# New Zealand orders 8 NH-90 Helicopters



## k9kiwi (Jul 31, 2006)

Oh yay, Our Govt bins the F-16 purchase. Bins the Skyhawk strike force. And now they decide to replace the Iroquios with the NH-90.

When will these brainless mongrels learn?

Our neighbours over the water, remember them Aunty Helen? operate the *Blackhawk*, we operate with them a lot, remember ANZAC Aunty Helen?

Now we go and order the NH-90, THAT works. 

There must be a shed load of spare parts and common equipment between the two when we are operating from forward bases. Or did I miss something?

Oh the pain.

ps it is only $771 million, and we don't see the first one until 2010.


----------



## Glider (Jul 31, 2006)

My God daughter was on track to be the first attack pilot in the RNZAF and was in her final year of training when they scrapped the A4. Was she gutted.

Cannot help thinking a number of Second Hand F16's would have been a better bet.


----------



## Glider (Jul 31, 2006)

Obviously read Female Attack Pilot


----------



## Wildcat (Aug 1, 2006)

Actually the Australian Army has ordered 12 or so NH90's. I believe they will start being deliverd in 2007 and will be based in Townsville. The Govt. has done this so the Blackhawks can be relocated from townsville to Sydney for Counter terrorism work with the SF units.


----------



## k9kiwi (Aug 1, 2006)

That makes me a bit happier about it.

Recently ( a few years back) my friend was on the second deployment (Army) to East Timor.

Here are his candid observations about NZ Equipment.

His Father was a Major deployed to Vietnam in 1969.

1. He flew to Timor in exactly the same Herc his Father flew to Vitnem in.

2. They were using th same APC's M113's as his Father had been in.

3. They were using exactly the same radio sets.

Real moral booster that lot.


----------



## DerAdlerIstGelandet (Aug 1, 2006)

The NH-90s are good aircraft though. Australia can put them to good use.

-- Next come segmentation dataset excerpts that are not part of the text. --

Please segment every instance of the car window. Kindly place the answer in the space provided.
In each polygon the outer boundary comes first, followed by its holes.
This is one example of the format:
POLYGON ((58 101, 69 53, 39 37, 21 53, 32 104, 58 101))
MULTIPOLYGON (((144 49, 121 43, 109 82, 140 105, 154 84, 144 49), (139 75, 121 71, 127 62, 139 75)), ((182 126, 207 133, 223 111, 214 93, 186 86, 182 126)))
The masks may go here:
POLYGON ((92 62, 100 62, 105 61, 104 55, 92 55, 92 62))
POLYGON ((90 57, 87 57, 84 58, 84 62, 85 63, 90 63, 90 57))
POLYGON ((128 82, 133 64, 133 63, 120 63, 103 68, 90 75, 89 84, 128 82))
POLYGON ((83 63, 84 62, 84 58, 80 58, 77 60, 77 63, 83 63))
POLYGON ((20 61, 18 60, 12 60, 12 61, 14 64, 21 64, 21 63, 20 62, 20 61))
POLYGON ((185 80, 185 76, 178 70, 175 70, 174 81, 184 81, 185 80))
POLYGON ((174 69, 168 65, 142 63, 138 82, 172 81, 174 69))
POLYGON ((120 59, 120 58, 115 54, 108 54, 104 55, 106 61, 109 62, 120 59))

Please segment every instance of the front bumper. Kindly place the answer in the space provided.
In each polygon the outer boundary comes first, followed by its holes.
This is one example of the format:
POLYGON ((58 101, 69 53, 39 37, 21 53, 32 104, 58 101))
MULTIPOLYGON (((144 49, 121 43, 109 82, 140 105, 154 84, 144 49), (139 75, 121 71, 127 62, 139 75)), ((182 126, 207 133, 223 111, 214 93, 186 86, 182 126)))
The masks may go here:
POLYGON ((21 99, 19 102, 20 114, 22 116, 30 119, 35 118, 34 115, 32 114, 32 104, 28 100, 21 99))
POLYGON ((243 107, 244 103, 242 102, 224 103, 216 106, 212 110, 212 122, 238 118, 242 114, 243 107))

If I had been Australia though I would buy more Blackhawks like the new Mike models. The Blackhawk is the best helo of its class right now in the world. I am a bit biased though because I fly and work on Blackhawks.


----------



## plan_D (Aug 1, 2006)

Have you still got the UH-60As there, Chris?


----------



## DerAdlerIstGelandet (Aug 1, 2006)

Yeap but we also recieved 2 of our UH-60L's back and another 30 UH-60L just arrived. More of the Chinooks have arrived as well. I need to bust out the camara because some of the nice ones with the pin up cover art like on old B-17s and what not have arrived.

I will take my camara tomorrow because I am doing a good training flight down to the Alps, Garmisch, Bertschesgarden, Neuschwanstein and then to Munich for lunch.


----------



## plan_D (Aug 1, 2006)

If I had any leave left I'd come over for a week just to see the Chinooks. But I haven't got any until March!


----------



## DerAdlerIstGelandet (Aug 1, 2006)

Well pD you are allways welcome. 

You and Sarah better come over for Rock im Park again next year. I think it would be neat if Les and his son would fly over too.

The best part is that I will be a civilian next year at Rock im Park and my hair will be starting to flow again!


----------



## plan_D (Aug 1, 2006)

Damn right we're coming for Rock im Park next year. I've already got that time booked off.


----------



## DerAdlerIstGelandet (Aug 1, 2006)

Awesome!


----------